The results raised the question globally of whether the Sinovac option was worth taking at all, especially given the limited information on adverse reactions.

The Global Times, a Chinese state propaganda outlet, rapidly declared CoronaVac “good enough.”

“Experts say the result is good enough considering almost all participants in Brazil are high-risk medical workers, and the 77.96 efficacy for mild-case protection means the vaccine can reduce 78 percent of people from needing hospitalization,” the newspaper argued.

Many in Hong Kong appear unconvinced, particularly younger residents, Thursday’s survey results indicated.

“The survey also found that younger people and those with higher education and income levels are less receptive to Covid vaccines,” RTHK noted, highlighting demographics that are also likelier to be sympathetic to the pro-democracy movement in the city.

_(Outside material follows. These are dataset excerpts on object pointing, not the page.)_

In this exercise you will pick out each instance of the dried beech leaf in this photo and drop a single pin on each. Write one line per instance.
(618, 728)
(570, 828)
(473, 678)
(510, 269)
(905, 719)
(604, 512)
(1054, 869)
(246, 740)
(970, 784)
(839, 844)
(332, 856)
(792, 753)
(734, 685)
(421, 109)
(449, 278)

The head of the University of Hong Kong’s medical school, Gabriel Leung, linked the survey results to the anti-communist sentiments in Hong Kong in remarks to RTHK.

“When you’ve got that kind of chasm in society … that kind of deep mistrust of the authorities following the social unrest, and you have Covid [Chinese coronavirus], we should have been doing much worse than we have done,” Leung said, predicting that rates of trust in vaccines will rise. “So I think that Hong Kong people should really, looking back over the last year, give ourselves a pat on the back. Well done.”

Hong Kong’s government, now fully controlled by China, initially ordered 7.5 million doses of CoronaVac this month and expected them to arrive soon, the Hindustan Times noted. Hong Kong’s population is about 7.5 million people; the vaccine candidate requires two doses. The doses have yet to arrive at press time. At the time, Hong Kong Chief Executive Carrie Lam said the government had also purchased doses of the Pfizer vaccine and a vaccine candidate by the University of Oxford and European firm Astra-Zeneca.

No widespread vaccination has begun in Hong Kong and the government is facing an accelerating rate of coronavirus cases, resulting in the largest lockdowns in the city since the pandemic began last year. As of Thursday, Hong Kong has documented over 10,000 cases of Chinese coronavirus and 175 deaths. Since last week, however, the government has begun taking aggressive “ambush” lockdown measures, banning residents from leaving their homes in neighborhoods affected by the outbreaks without warning them of any impending limitations to their freedom. On Thursday, RTHK reported that a residential building complex with high rates of positive coronavirus cases awoke in the morning to the reality that they were the target of an “ambush-style” lockdown. Government officials suggested the lockdown would ease by 7 a.m. local time Friday, but opponents argued that not giving residents the chance to stock up on food and other necessities beforehand was dangerous and a violation of their rights.

“If you lock down there overnight, there is nobody to handle the rubbish that has been accumulated for a day. I think the government has to be more considerate on some elderly and children, to let them go through the process in a more comfortable way,” local district representative Lee Yue-shun told RTHK.